Livin’ on Tums, Vitamin E and Rogaine

Doh!

The missing links are McLeodUSA[/url"] for the company you “might try” and [url=http://www.21stcentury.com/index.htm]21st Century Telecom as the first of the “two companies that come to mind.” Nickrz, if you could fix that up and delete this, I’d be grateful. I think I’m just missing a bracket at the end of the first URL.

How come no one mentioned that the satellite systems are not allowed to give you any nearby broadcast channels? It seems to me that this gives the cable companies an unfair advantage.

Funny you should mention that, Keeves. That issue is before the Congress right now. As it happens, the current law allows DTH providers to provide your local signals to you. What they can’t do is provide someone else’s local signals to you (exception to follow). That is to say, they can’t send the New York channel set to a viewer in St. Louis. The reason is that this is a direct threat to the economics of hundreds of local TV stations around the country and to the local news and community affairs broadcasts that are part of their mandate.

The exception is if you can’t get local signals at all (and there’s a pretty contorted definition of that). If you can’t receive local signals (usually by virtue of being too far away from a town with its own TV stations), the DTH provider may sell you what they call “distant signals.” L.A. stations to Wyoming, that sort of thing.

And yes, it’s a disadvantage to DTH providers. But they just don’t have the bandwidth up there to provide the local signals of every town in the country. One of the providers is sending out the major (6 or so) stations of the top 25 (or so) markets to try to overcome this. Later today I’ll find a link to an impartial discussion regarding “local-to-local” rules for DTH providers and post it. The short story is that the little broadcasters in big towns want DTH providers either to send all channels to a market or none (must carry), whereas the DTH companies want to provide only those channels that people actually watch.

Livin’ on Tums, Vitamin E and Rogaine

manhattan, is there any chance you might want to let un know what “DTH” stands for. From context, I think it means “the satellite guys”, but I’d like to be sure.

If the law is as you say, then how come a satellite dish in NYC can’t pick up the NYC local stations? My guess (following what you suggested) is that if the satellite would broadcast it, then people in Boston and Philly would also get the NYC stations, and that’s what is illegal. Am I close?

Omniscient, your city makes a deal with the cable comp for your cable services. It gets renewed. Notice usually comes up in the paper about the deal the city wants & what they can get.

Keeves, some satellite comp’s do offer local broadcast channels to a point. But then you only have one box per tv with that kind of thing.

Keeves: Sorry. I thought I put that in my first post, but I didn’t. DTH is “Direct to Home” and yes, it’s “the satellite guys.”
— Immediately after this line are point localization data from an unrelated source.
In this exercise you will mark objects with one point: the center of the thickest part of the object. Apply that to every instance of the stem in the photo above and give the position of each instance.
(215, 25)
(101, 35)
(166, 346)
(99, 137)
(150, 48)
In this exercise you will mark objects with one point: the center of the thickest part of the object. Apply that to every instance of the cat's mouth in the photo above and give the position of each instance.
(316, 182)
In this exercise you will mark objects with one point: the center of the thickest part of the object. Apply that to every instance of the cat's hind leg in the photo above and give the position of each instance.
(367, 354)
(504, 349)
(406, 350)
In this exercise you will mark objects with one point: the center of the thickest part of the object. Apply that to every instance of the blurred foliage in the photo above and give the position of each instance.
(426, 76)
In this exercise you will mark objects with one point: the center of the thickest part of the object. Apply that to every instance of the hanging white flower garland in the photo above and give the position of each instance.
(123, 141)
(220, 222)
While I’m on the subject, I ought to clear up some other definitions, too. “Local-to-local” is sending one’s normal TV signals (some or all of the ones a customer would get from rabbit ears) as part of a satellite package. “Must-Carry” is the policy requirement that pay-TV providers have to carry all local signals to customers. This is the current law for cable companies, and is before the Congress regarding DTH providers, who claim they just don’t have the bandwidth. “Distant Signal” is selling NY and LA signals to a customer who can get no off-air reception (or, more commonly, lies and says that to get better reception).
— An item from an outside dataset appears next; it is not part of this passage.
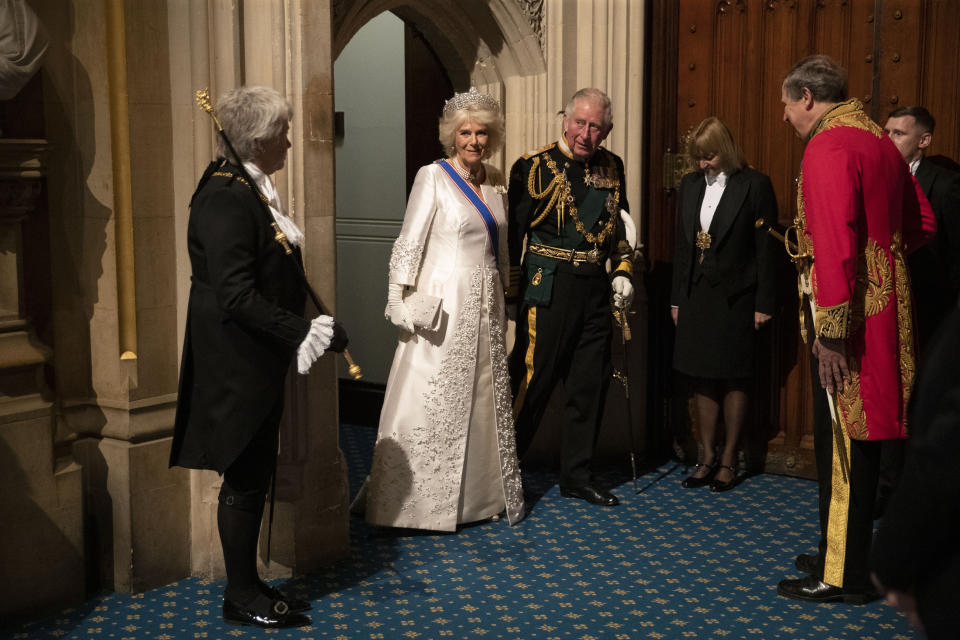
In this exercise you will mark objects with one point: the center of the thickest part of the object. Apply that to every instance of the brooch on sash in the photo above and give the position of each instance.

Some NYC DTH customers can in fact get local-to-local. Echostar (Dish Network) customers can get the big four networks and a PBS national feed for $4.99/month. Primestar, to my knowledge, offers no local to NYC residents (doesn’t matter, they’re going away anyway). I don’t know where DirectTV stands.

Echostar can do local-to-local because it can disable the signal in boxes outside NYC, just as it can enable and disable HBO or any other channel, so the company doesn’t have to worry about Bostonians and Philadelphians getting access. Boston, Pittsburgh, and D.C. are the other cities in the Northeast that they offer local-to-local.

This may change. If Congress forces must-carry rules on DTH providers, they may abandon the local retransmission business altogether, making them a much weaker competitor to cable.